Chump change and technical tweaks do not a regulatory regime define.
Also, I’ve got to say that I’m often left dumbfounded by the way other human beings reach decisions. Ditto for existing technology tools, like the automated spit-outs that decline mortgage applications or bury your website ranking on page 100 of search results. The EU hagglers should apply the same rigor they threaten for AI to the rest of the processes that impact our lives.
Third, tech companies have two years to implement the rules if and when they’re official.
Two years or more is an eternity since AI development seems to progress every minute. Just think of all the conversations we were having two years ago about it.
So how is this a positive? Well, and this is a bit of a stretch, it illustrates the frailty of AI oversight as a policing action. Not only does the development of far-reaching policies take too long but the threat of punishment isn’t enough to force compliance in any industry or activity; just think about how many people drive over the speed limit or companies that skimp on paying their taxes.
The worst offenders are often the least concerned with negative consequences of their actions.
The only reason laws work is that the vast majority of us choose to obey them, almost unconsciously. We don’t need to be convinced to abandon our instincts or proclivities. We just know that it’s the right thing to do.
AI developers are not similarly constrained: in fact, they’re either uninterested in any limits on their endeavors, subscribe to some inane philosophy that anoints them god-kings, or are blinded by a provenly tragic belief that their good intentions provide enough cover for their efforts and souls.
You can’t police people who don’t believe in the police.
You can only chase them. React when they’ve done something problematic. Hope that they’re not chancing on doing something horrible. Keep building higher and more threatening fences in a doomed race to stay ahead of their ability to jump and run away.

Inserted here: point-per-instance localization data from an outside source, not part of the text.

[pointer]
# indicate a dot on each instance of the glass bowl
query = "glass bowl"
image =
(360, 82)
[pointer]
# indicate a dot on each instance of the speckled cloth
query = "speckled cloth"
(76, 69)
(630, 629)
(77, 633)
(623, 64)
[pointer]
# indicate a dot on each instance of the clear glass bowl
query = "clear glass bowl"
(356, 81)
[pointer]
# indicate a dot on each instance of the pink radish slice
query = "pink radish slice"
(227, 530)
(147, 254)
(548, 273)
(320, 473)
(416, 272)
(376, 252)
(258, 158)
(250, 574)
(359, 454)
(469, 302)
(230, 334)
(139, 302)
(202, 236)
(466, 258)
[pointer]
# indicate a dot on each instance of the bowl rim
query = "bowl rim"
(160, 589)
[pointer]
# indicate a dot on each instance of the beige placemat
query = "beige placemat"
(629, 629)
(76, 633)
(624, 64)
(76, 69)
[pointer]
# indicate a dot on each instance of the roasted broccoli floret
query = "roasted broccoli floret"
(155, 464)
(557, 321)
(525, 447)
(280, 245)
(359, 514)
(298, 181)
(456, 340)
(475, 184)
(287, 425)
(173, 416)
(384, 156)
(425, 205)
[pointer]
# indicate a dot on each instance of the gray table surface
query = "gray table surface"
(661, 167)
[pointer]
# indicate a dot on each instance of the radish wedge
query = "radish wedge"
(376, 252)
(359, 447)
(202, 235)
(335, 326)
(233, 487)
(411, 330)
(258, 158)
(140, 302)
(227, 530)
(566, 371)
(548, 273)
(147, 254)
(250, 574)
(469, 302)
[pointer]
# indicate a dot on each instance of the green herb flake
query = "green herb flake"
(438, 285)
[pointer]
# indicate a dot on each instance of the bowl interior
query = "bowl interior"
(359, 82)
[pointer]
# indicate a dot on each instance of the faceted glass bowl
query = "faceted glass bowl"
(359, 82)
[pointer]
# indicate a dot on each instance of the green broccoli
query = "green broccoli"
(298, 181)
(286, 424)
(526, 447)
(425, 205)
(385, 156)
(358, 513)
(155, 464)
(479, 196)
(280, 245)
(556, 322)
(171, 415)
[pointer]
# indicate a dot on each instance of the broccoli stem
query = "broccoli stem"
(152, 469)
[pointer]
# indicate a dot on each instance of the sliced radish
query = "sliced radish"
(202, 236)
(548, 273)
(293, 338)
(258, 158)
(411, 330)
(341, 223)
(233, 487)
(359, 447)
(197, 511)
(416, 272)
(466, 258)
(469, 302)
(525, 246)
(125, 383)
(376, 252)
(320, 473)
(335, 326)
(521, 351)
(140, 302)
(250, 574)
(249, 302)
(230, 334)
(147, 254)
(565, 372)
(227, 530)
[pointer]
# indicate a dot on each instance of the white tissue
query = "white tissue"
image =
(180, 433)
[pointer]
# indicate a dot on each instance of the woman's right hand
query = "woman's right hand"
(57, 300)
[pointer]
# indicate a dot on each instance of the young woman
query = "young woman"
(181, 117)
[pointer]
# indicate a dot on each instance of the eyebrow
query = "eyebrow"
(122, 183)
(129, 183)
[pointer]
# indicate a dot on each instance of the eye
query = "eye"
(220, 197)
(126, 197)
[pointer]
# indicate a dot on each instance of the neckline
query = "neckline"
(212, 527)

The ultimate takeaway from the EU’s proposed deal is that it should be obviously and irrefutable proof that governments can’t save us from AI.
We need to shift the conversation from legislating AI to demanding more from the folks inventing and profiting from it. We need to institute crash courses in moral and ethical education for the next generation of developers (who’re now raised in a literal STEM vacuum that’s detached from such liberal arts distractions) and provide tangible and compelling training for the developers currently at the helm.
We need to scrutinize AI’s impacts more closely and not simply get blinded by its obvious benefits. Our lives as citizens should be far more important to us than our roles as consumers, which means holding AI promoters accountable for the social, economic, political, and even psychological impacts of their innovation.
Better Internet search or quarterly earnings? Tell me how many jobs were eliminated to provide me with that convenience or profit. Faster access through turnstiles or getting my homework graded? Who loses access or is otherwise hurt by giving me those benefits?
Let the folks behind AI get filthy rich but refuse to let them outsources the consequences and costs of their enrichment to us. The EU is silent on such things, so we need to speak up.
Knowing that truth is a positive takeaway, I guess.